Check here for an overview of which compiler supports what.
Visual Studio 2019 Community Edition comes with the compiler built-in, if you select the Desktop Development with C++ workload.
By default, the preview options are disabled. Yoou can enable them by selecting your project properties, and navigate to:
Configuration Properties -> C/C++ / Language -> C++ Language Standard.
Then select Preview.
That's it. You can now write programs that use C++20 constructs.
For GCC, I used Eclipse 2020-12 for C/C++ developers as IDE and GCC 10.2.0 running in Cygwin64.
To install Eclipse, you download the zip and extract it.
To install the latest GCC in Cygwin, run its Setup program. Select GCC, then proceed to install version 10.2.0.
You can check the results:
$ cygcheck -c gcc-core gcc-g++
Start Eclipse, and create a new C++ Managed Build project.
For the first project, check the Cygwin settings.
Same as in Visual Studio, the C++20 constructs are disabled by default.
Navigate to Project - C/C++ Builod -> Settings -> Tool Settings -> Cygwin C++ Compiler -> Dialect.
Select ISO C++ 20
You can now write and debug code with the C++20 options.

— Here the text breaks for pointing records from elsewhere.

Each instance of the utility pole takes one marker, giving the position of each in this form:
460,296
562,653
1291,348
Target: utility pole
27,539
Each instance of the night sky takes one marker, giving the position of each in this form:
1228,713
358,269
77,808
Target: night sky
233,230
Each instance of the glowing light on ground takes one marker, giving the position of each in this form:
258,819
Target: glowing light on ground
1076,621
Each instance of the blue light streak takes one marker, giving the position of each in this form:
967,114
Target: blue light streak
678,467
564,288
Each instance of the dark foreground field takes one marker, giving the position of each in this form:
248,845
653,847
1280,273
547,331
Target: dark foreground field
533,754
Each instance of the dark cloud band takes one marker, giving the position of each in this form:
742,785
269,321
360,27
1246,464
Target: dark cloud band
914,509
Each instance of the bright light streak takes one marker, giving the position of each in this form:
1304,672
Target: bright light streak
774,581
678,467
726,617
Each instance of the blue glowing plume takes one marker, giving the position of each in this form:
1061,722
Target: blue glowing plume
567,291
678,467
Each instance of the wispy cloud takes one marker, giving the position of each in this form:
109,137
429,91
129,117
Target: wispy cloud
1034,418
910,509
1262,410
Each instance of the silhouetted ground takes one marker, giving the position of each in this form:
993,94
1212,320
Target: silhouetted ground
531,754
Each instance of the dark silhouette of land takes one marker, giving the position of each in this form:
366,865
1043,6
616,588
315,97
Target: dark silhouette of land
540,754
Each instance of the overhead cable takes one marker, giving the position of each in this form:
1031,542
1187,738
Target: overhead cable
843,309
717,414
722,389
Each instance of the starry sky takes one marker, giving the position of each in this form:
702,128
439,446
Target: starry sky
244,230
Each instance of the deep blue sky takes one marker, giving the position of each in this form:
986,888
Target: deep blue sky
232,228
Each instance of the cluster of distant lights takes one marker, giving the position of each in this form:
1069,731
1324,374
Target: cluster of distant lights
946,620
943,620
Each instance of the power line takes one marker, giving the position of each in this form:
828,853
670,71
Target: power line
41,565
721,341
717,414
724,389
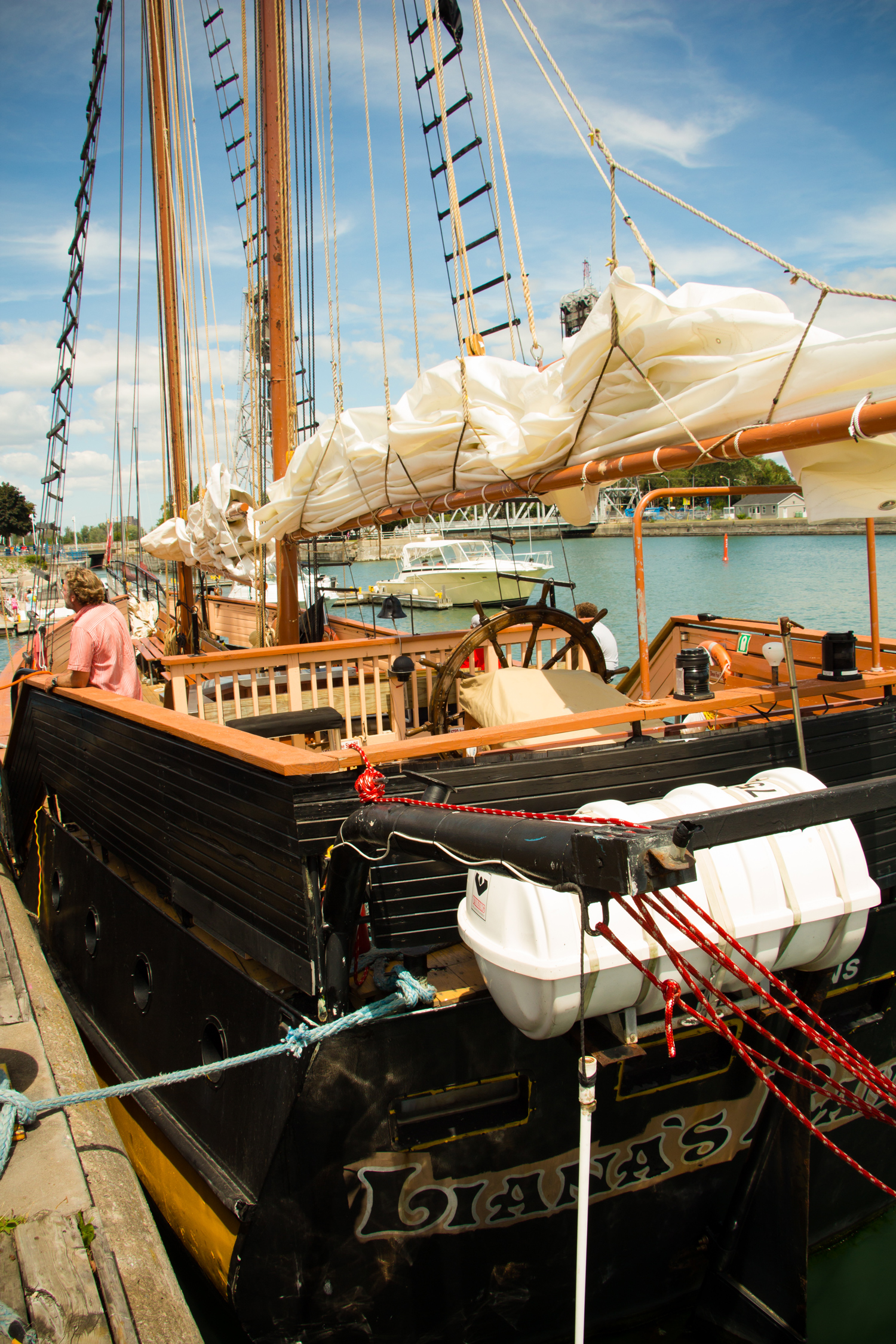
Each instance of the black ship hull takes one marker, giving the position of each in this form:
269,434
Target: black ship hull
339,1196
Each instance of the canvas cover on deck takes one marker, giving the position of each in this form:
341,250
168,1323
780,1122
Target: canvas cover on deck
520,695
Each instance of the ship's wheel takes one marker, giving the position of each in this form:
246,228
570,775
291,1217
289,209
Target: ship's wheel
579,636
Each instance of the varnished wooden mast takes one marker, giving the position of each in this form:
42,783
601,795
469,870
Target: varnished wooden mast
273,65
158,84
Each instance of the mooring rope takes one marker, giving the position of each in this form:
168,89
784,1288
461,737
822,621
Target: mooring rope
407,992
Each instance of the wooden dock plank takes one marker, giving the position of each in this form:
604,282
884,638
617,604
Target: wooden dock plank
60,1289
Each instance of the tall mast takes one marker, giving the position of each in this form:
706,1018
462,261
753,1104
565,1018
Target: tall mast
272,29
158,84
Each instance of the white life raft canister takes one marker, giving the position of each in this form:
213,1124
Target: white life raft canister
793,900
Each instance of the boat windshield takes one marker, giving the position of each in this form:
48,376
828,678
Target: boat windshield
433,556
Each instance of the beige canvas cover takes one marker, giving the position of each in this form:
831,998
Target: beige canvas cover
519,695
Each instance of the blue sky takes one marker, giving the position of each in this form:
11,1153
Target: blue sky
775,117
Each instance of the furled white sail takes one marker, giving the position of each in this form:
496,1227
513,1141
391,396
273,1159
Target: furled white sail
215,534
715,354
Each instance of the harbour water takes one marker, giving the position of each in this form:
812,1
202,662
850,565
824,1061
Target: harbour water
821,582
817,581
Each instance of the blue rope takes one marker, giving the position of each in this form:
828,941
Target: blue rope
409,992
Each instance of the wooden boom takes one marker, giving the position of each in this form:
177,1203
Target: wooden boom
876,418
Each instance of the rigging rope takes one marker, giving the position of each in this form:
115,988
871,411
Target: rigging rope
652,260
376,237
332,175
498,205
643,912
485,73
321,174
204,251
777,397
462,280
371,788
796,272
407,200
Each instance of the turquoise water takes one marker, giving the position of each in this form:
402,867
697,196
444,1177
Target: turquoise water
817,581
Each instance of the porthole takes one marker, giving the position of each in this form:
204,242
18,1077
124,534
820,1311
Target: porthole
92,932
143,983
214,1049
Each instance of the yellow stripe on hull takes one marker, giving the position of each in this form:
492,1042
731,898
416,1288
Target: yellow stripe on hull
190,1207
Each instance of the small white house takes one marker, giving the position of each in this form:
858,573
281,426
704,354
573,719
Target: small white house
771,506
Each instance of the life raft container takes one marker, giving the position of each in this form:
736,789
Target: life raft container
793,900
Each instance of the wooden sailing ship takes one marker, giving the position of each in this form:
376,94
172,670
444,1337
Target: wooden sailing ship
201,889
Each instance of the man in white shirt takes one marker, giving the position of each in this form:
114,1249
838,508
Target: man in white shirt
602,633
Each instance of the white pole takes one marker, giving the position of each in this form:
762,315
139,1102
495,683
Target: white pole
589,1070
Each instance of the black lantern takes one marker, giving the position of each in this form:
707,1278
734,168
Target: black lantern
839,658
403,668
692,675
391,609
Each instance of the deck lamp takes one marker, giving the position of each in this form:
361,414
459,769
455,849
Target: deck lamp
391,609
774,656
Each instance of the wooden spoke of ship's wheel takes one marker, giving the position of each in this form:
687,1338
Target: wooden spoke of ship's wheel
579,633
569,644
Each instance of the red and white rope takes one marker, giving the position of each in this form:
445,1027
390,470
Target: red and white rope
371,788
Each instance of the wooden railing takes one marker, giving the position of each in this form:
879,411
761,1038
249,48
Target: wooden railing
351,676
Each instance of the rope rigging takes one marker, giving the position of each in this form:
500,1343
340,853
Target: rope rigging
524,277
49,527
407,200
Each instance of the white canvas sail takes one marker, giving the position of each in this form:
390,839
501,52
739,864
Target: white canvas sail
715,354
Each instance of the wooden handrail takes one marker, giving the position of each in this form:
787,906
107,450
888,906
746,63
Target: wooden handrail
293,761
358,663
644,649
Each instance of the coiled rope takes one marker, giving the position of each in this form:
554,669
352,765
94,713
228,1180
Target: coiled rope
407,992
371,788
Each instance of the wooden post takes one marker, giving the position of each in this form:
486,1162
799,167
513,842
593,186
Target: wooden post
872,594
280,318
159,121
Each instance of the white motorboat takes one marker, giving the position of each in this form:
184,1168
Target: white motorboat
467,572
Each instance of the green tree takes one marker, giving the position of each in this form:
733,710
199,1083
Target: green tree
15,513
753,471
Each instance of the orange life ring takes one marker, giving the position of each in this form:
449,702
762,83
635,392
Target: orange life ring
719,655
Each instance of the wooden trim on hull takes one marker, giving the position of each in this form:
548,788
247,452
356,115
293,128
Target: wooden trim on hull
294,761
188,1206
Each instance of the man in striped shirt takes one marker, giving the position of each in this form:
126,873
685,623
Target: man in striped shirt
101,652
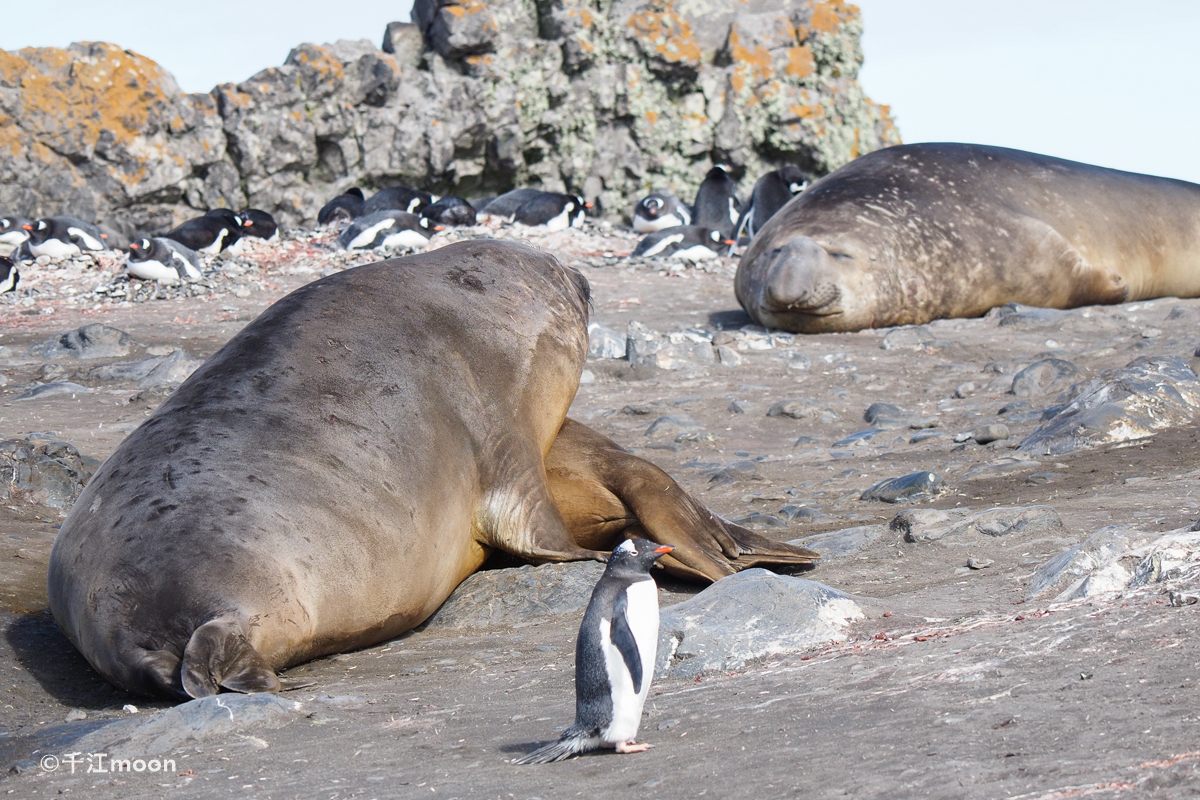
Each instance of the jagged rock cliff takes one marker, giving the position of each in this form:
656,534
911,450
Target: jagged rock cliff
605,98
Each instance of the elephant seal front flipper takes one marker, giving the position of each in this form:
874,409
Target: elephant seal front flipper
606,493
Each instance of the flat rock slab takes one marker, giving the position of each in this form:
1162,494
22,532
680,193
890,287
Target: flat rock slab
519,596
749,615
159,734
960,525
1134,402
1117,559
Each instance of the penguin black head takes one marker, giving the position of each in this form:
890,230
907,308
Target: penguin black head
636,557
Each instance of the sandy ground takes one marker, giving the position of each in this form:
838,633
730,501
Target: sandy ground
954,686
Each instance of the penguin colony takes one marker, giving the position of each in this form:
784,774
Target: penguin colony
613,657
405,218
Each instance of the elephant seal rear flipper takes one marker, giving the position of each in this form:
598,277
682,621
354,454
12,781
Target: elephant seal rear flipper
606,493
220,656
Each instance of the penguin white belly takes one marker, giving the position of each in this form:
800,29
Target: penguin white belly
55,248
642,615
153,270
367,236
89,241
661,245
406,239
562,222
694,253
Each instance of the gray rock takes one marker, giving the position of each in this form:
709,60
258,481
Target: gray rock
990,433
961,525
841,543
520,596
605,343
95,341
43,470
53,390
748,615
1044,377
907,488
1134,402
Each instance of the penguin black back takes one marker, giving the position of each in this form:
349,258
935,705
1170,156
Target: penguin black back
346,206
717,203
397,198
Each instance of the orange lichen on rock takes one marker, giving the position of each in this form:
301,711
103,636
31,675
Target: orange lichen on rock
664,32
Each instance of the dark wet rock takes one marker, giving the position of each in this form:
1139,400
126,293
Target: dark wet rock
606,343
1044,377
796,409
519,596
959,525
1137,401
43,470
160,734
748,615
858,439
672,425
990,433
1120,559
95,341
907,488
892,417
841,543
53,389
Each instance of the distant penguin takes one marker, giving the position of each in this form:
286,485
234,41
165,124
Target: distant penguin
450,211
552,211
659,210
771,193
507,204
397,198
391,229
9,275
346,206
258,224
717,203
63,236
613,656
688,242
12,234
209,234
163,260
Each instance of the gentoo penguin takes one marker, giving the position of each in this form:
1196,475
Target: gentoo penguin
9,275
507,204
12,234
210,234
163,260
63,236
771,193
397,198
345,208
613,656
552,211
659,210
258,224
717,203
688,242
388,229
450,211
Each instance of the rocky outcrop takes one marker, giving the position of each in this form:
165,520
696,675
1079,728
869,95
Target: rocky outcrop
610,100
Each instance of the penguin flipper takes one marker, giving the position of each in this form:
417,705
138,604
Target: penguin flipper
220,656
623,639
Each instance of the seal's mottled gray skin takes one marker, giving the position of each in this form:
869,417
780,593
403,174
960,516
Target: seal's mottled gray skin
922,232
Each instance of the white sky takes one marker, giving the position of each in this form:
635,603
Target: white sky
1110,83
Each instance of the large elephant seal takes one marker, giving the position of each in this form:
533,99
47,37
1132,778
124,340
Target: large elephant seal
922,232
328,477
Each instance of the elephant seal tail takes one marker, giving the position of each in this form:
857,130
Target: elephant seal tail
220,656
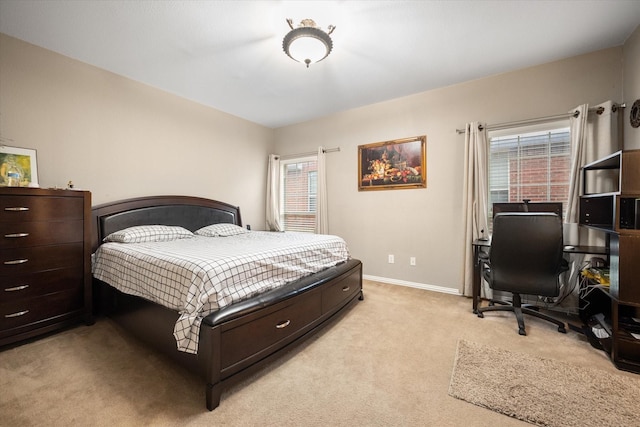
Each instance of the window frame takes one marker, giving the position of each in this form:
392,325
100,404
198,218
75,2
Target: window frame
284,163
548,128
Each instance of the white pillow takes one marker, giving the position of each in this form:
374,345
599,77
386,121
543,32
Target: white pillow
221,230
149,233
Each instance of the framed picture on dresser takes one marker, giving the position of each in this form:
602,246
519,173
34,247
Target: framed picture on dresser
18,167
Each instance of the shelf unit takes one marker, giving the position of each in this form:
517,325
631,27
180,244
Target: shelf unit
611,203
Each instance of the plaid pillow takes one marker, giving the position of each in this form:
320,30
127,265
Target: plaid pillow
221,230
149,233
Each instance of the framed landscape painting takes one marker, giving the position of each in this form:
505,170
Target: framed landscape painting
18,167
390,165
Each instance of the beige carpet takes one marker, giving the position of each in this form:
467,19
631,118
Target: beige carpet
543,391
387,362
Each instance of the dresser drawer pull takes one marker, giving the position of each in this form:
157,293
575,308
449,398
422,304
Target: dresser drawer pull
16,288
283,324
14,235
18,314
16,261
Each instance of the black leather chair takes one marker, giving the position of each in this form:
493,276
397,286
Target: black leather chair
525,258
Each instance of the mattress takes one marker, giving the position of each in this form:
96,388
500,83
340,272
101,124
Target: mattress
198,275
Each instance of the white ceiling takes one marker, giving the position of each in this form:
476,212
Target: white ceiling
228,54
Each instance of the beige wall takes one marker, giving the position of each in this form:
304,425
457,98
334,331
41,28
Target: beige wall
631,87
427,223
119,138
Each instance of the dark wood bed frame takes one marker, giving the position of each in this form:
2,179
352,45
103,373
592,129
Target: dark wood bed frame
237,340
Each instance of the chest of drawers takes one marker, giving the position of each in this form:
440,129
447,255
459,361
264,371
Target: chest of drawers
45,264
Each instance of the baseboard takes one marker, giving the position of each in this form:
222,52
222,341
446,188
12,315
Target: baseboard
424,286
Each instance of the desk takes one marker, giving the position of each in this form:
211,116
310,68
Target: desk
481,246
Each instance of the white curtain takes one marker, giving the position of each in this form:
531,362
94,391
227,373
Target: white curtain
272,213
322,217
475,198
578,127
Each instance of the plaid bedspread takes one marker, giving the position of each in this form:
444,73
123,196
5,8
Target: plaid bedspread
199,275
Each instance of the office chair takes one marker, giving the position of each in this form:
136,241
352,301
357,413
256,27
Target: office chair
525,258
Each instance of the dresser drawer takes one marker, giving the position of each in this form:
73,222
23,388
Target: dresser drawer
31,260
340,293
24,312
249,338
16,208
13,288
23,234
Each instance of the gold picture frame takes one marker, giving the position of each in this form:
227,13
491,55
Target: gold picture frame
391,165
18,167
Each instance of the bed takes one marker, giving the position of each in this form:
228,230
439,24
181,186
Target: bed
239,338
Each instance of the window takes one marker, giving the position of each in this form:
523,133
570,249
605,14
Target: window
532,165
299,181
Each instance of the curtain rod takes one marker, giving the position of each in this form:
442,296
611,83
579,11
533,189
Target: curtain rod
597,110
309,153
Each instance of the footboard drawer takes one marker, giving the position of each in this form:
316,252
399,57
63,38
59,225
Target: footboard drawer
341,292
251,336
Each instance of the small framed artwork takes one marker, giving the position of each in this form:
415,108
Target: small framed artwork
18,167
390,165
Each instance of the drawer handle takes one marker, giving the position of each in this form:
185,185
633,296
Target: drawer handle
14,235
16,261
283,324
16,288
18,314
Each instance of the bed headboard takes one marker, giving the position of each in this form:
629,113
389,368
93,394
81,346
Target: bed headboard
189,212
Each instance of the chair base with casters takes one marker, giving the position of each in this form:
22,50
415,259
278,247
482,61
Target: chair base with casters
519,310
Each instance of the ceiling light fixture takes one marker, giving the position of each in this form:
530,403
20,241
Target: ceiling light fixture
308,43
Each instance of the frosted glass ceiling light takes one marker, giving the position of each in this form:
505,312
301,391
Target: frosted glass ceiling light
308,43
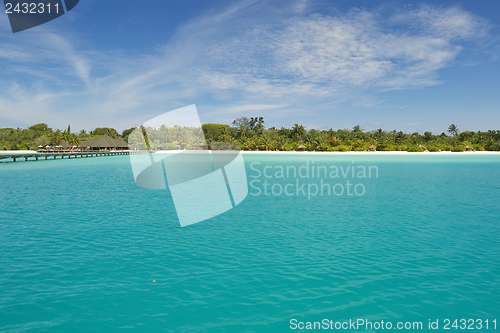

Eclipse 2020-12 is not officially released. I witnessed some bugs:
- the editor screen sometimes shows warnings and errors while the compilation and build is clean.
- when debugging, at the end of the main program the debugger is somewhat confused if you step beyond the return().
None of these impact the fun.
There are more options that the two setups that I tried.
For the Raspberry Pi, BeagleBoard, Harting Mica, AVNET IIOT GateWay, ... fanboys
The GCC version 10 Windows cross-compiler that supports C++ 20 is now available:
Select this package: Windows (mingw-w64-i686) hosted cross compilers -> AArch32 target with hard float (arm-none-linux-gnueabihf).
Unzip it on your development windows PC, running the extractor program as administrator (so that symbolic links are properly replicated).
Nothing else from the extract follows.